Because the UK is a key player in global wine trade, accounting for a major share of the world’s wine imports, Brexit will also affect wine-exporting countries, with few if any gaining in the main scenario considered over the modelled projection period to 2025.
- The UK market, although very important to the South African wine industry, has always been a challenging place of trade. Duties and taxes are high, retailers are tough negotiators, sales are predominantly focused on the retail discount culture and brand loyalty is very hard to achieve.
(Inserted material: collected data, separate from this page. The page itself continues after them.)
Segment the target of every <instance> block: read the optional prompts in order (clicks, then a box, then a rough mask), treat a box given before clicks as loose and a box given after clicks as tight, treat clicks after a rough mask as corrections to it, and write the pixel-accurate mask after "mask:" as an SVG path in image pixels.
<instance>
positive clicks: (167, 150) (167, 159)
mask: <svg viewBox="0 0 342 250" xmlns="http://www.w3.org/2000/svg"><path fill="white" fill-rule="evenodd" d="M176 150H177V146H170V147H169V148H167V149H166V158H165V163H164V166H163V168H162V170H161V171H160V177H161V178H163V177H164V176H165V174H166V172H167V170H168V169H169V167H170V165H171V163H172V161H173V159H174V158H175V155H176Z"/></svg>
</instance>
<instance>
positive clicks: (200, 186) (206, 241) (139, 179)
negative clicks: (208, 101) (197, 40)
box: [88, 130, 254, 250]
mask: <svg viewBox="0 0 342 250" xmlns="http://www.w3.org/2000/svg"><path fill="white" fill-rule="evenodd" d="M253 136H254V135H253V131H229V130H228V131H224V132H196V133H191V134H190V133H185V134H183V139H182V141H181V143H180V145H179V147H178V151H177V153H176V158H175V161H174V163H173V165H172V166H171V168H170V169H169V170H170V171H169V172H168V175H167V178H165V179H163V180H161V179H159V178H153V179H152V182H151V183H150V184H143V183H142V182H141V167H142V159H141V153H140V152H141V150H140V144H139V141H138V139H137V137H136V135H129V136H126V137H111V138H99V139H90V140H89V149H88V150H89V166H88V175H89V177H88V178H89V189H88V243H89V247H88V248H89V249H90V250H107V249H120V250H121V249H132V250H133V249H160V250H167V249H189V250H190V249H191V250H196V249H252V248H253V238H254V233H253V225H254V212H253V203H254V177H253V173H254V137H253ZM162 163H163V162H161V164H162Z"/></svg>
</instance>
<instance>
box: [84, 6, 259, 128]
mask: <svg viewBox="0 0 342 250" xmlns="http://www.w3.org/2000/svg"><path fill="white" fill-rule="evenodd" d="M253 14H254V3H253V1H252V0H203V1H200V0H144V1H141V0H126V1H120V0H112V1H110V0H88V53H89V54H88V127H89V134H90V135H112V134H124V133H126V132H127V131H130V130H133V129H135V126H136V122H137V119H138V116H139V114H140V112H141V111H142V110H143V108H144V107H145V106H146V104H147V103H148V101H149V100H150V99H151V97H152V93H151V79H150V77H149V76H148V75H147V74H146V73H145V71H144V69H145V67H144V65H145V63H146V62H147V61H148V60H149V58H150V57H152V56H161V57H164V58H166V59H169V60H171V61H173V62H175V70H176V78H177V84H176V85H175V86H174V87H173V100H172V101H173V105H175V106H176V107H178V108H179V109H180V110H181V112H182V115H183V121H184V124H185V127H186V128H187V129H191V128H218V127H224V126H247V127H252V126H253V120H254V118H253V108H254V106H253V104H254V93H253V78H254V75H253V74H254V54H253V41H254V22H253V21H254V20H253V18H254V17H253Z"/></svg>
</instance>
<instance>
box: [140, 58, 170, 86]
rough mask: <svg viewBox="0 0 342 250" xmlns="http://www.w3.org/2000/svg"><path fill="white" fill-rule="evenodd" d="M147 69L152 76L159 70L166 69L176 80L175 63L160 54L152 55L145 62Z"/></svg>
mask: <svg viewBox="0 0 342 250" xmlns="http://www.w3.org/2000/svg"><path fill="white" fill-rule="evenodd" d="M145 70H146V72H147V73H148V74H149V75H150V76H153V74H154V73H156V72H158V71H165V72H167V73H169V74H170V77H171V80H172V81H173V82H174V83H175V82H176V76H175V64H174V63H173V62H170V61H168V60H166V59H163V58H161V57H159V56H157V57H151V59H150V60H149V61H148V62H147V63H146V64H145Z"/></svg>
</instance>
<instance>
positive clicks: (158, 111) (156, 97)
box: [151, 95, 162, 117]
The possibility of big volumes, the EU trade agreement with duty free import quotas and the strength of the GBP have however ensured the UK to stay the most important export market for South African wine.
With these factors under threat, South African wine exports to Britain face some new challenges:
- “Exporters to Britain who have already been hit by a 20% fall in the value of sterling since the Brexit referendum, today learned that Hammond is going to raise the already onerous taxes on wine by a further £0.10. By my calculations, this means that to hit the average retail price of £5.44, a bottle would have to leave a New World cellar at a price of no more than $1.40”, says Robert Joseph in Meininger Online.
- If EU duty free agreements are not in place, the high duties and taxes will cut into already small margins and affect profitability.
“The volume of UK wine consumption would be 28% lower (16% because of slower UK economic growth, 7% because of real depreciation of the pound, and 5% because of the new tariffs)”, says Kym Anderson and Glyn Wittwer’ Briefing Paper.
- Exports benefit from a weaker local currency, but when it strengthens, it at least supports a healthier local cost structure and despite a lower exchange rate gain, might bring some balance to the calculation. If the trading currency is weak, however, it plainly cuts into profit.
Any positives? Suffering trade relations between the UK and EU might benefit other countries and ‘new world wines’. The uncertainty is the worst of it at the moment and while more time would have been better, we have about two years to analyse and strategise. And to again quote Robert Joseph: “Despite the current turmoil, Britain remains one of the world’s largest and most influential wine markets. There is little likelihood that many producers will decide to turn their back on it. They may, however, have to reduce their aspirations for the volumes of wine they ship to the UK.”